This, of course, is the norm. When discussing our potentials, we continually focus on long-term self-actualization goals like finding a rewarding career and reaching for our ideal levels of physical and mental health.
I have always wondered, however, if we are missing something; if perhaps by subscribing to this definition of fulfillment, we obscure the bigger picture.
Working as a special education teacher at Aleh, Israel’s largest network of residential facilities for children with severe physical and cognitive disabilities, I tend to focus on a different kind of potential when working with my students.
For example, while most six year olds are occupied with the challenge of learning to read, Aleh students in the same age group work diligently toward the goals of holding a spoon and recognizing their own names.
The spring months always bring a most poignant event. Year after year, we group together students who are celebrating their bar and mat mitzvahs for a beautiful joint ceremony. While the standard procedure is to teach young men and women at this stage of life how to read from the Torah or help them prepare an impressive speech, our goals are very different: we simply want to make sure that our students with disabilities recognize that they are the ones being celebrated.
To achieve this goal, we create a sensory prayer book complete with bright colors and varied textures that allow each child to interact with and quite literally feel the blessings. Because these children can’t walk or talk, we had to redefine their bar/bat Mitzvah experience as a platform for engagement and recognition.
Like all other young men and women marking this special milestone, they are successful in reaching their fullest potentials. That potential and the method to get there is just very different.
Often, when I share such stories, the weight of this reality brings the mood way down. But I immediately remind my audience of another important truth: those who struggle with meeting more “basic” milestones tend to smile a lot more than the average person.
Caught up in the whirlwind of life, we are confronted with our daily struggles. But even when we succeed, we appear unfulfilled, stressed, and worn out.

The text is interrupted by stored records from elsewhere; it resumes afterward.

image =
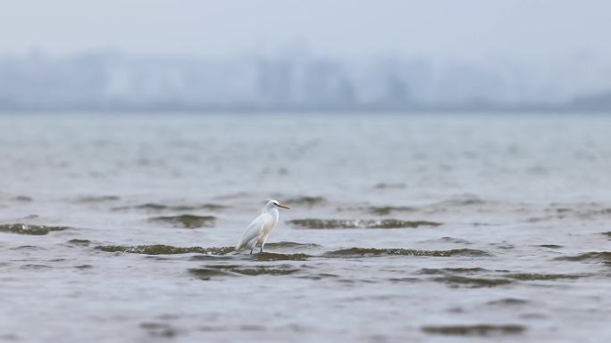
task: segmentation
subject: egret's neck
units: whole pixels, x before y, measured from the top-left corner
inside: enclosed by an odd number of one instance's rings
[[[269,213],[272,217],[274,221],[278,221],[278,217],[280,216],[280,213],[278,212],[278,208],[276,207],[273,207],[272,208],[267,208],[267,213]]]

By comparison, a disabled child who is struggling to walk tends to have a contented smile on his face throughout the arduous process.
The question, of course, is why the disparity is so great. What does the special-needs community continually intuit that we can’t ever seem to see?

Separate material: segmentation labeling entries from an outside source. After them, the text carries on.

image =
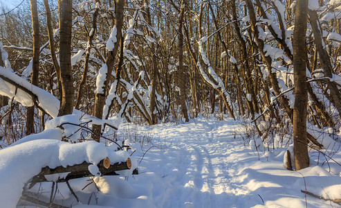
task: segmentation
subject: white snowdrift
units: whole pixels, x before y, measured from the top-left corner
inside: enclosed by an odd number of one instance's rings
[[[38,139],[10,146],[0,150],[0,207],[15,207],[25,184],[46,166],[66,167],[84,161],[95,165],[107,157],[113,164],[127,161],[129,156],[126,151],[112,151],[95,141],[71,144]]]
[[[10,70],[0,67],[0,75],[13,81],[19,86],[27,89],[37,96],[38,105],[53,117],[58,115],[59,109],[59,101],[51,94],[32,85],[25,79],[19,77]],[[0,94],[8,96],[20,103],[24,106],[34,105],[32,97],[20,89],[17,89],[13,85],[0,78]]]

Perhaps the answer is that those who struggle with physical and cognitive disabilities possess a heightened ability to perceive a real miracle when they see (or accomplish) one.
It’s as though their inborn “restrictions” and “barriers” are actually a framework for amplified blessing recognition. The rest of us are so busy looking far beyond ourselves that we fail to see that which we already have – the blessings within us.
As we step up our advocacy for our brothers and sisters with special needs during February, which is Jewish Disability Awareness and Inclusion Month, we would be wise to also spend some time on serious introspection.
Though the promotion of the integration and acceptance of disabled individuals within our society is paramount, the most impactful acknowledgement of the special-needs population would be the internalization and dissemination of their unspoken wisdom.
The rat race will fall away and the walls of societal division will come tumbling down once we replace our obsession over destination with a grand celebration of the fulfillment of each step along the way.